“To become lifelong learners, we need to know not just how to learn, but how to teach ourselves. We must acquire the skills necessary to be independent, self-directed learners.” (Wesleyan adapted from "ACRL Information Literacy Competency Standards for Higher Education")
Students today have “unprecedented access to tools and resources for learning” making academic level research increasingly difficult for high school students. (Common Sense Media, 2015) The Information Literacy Library Program (ILLP) teaches students over the course of their four years at Saint Joseph Notre Dame High School how to access high-quality information from diverse perspectives and multiple formats, make sense of information to draw their own conclusions and/or create new knowledge, and ethically share their knowledge with others.
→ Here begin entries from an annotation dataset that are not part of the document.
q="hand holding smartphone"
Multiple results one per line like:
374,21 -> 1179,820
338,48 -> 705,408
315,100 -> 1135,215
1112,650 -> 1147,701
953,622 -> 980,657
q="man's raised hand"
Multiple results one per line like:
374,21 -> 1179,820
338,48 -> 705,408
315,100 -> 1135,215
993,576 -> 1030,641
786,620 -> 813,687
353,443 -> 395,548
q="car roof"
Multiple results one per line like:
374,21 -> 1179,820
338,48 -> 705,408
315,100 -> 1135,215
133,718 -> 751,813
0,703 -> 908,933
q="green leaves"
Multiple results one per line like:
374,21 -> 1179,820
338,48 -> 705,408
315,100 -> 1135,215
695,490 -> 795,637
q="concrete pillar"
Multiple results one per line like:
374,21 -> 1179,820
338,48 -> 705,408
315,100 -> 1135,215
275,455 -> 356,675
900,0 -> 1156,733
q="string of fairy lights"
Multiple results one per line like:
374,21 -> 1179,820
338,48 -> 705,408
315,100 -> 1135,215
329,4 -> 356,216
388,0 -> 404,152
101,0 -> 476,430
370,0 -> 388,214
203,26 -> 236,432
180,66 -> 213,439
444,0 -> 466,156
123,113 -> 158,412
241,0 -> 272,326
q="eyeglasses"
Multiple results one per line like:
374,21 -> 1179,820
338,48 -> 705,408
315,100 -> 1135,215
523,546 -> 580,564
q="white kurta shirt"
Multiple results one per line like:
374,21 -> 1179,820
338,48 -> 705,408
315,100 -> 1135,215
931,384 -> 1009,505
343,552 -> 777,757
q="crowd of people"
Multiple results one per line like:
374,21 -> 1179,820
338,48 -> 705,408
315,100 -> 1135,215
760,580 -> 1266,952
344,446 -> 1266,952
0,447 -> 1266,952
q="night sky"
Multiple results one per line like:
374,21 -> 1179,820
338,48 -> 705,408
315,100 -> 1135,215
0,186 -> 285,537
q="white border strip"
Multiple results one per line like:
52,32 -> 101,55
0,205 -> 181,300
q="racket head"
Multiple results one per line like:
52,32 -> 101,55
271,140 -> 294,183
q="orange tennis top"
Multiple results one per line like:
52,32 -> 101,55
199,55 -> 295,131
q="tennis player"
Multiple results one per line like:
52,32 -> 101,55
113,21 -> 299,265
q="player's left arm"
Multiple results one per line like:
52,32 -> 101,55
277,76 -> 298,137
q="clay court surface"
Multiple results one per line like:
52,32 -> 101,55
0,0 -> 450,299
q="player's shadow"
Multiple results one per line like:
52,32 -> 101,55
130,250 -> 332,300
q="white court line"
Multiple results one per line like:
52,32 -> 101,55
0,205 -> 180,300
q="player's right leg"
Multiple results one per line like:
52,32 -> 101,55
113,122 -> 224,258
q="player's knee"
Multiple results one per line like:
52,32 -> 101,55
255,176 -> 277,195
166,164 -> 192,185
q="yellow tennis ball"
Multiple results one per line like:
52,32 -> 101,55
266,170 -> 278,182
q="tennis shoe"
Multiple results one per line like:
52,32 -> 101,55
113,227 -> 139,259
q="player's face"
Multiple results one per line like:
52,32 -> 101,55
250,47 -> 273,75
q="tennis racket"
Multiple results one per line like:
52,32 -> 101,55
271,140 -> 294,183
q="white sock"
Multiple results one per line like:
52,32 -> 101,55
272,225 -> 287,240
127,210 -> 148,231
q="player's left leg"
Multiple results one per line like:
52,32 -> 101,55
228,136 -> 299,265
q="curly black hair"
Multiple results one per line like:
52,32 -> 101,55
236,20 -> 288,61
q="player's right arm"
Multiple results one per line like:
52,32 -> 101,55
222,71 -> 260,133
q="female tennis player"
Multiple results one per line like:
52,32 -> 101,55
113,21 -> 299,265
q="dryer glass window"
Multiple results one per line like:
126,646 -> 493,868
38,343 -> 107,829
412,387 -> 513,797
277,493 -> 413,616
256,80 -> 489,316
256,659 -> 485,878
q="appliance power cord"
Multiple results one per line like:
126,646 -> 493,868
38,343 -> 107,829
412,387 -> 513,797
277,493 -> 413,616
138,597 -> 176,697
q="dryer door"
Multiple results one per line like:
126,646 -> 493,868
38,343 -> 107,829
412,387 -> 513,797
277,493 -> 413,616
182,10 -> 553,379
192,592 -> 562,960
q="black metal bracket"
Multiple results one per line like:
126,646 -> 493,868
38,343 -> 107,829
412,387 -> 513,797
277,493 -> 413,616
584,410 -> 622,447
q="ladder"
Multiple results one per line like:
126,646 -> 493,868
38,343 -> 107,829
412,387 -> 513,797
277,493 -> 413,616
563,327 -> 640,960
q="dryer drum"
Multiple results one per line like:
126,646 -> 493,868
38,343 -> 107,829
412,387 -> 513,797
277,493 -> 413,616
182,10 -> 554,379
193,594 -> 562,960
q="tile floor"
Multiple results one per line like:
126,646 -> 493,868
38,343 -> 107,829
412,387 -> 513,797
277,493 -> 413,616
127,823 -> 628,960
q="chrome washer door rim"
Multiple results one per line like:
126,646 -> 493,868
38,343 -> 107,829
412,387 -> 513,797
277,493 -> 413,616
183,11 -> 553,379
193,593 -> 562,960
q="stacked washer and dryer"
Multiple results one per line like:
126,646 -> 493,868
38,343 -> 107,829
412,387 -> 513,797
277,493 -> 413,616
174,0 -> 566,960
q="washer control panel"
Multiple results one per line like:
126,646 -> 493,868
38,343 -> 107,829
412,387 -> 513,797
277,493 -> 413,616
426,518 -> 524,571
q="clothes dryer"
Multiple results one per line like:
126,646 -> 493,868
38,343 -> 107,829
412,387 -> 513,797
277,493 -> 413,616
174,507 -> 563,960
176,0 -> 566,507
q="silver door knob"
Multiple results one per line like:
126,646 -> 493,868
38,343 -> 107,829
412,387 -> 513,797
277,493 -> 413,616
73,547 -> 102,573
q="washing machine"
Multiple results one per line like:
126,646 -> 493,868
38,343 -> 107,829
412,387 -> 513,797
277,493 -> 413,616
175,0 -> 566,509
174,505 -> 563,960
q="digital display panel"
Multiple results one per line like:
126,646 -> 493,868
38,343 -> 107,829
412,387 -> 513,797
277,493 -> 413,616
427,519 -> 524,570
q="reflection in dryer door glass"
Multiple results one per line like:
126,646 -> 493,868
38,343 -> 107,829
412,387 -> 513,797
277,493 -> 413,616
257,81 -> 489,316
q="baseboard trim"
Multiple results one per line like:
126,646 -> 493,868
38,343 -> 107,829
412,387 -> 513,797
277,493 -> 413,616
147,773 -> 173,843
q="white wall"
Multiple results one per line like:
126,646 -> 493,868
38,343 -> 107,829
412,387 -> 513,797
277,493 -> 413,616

The ILLP teaches students how to locate, access, evaluate, use, and properly cite information sources - skills necessary to become discerning, self-directed lifelong learners.
As of AY 2017-2018, students are required to use Miller Library resources for their research assignments, including the library’s print books and eBooks, the library website for open access online resources, and the library’s 16 research databases for peer-reviewed journal articles and more. At the beginning of their freshman school year, students have a Freshman Success Skills session with the Librarian. In this session, students learn about the Library's physical and virtual environments and how to locate resources through the Library's catalog by completing a scavenger hunt. In their sophomore year, students will learn how to locate, access, evaluate, cite, and use library resources within the context of the Cultural Identity & Perspectives course curriculum. Ad hoc information literacy sessions take place in the following junior and senior courses and are tailored to specific research assignments to help reinforce information literacy concepts: Lit as Social Commentary, Government, AP US History, US History, AP Psychology, Psychology, and Faith in Action. Juniors will also learn visual literacy concepts in U.S. History.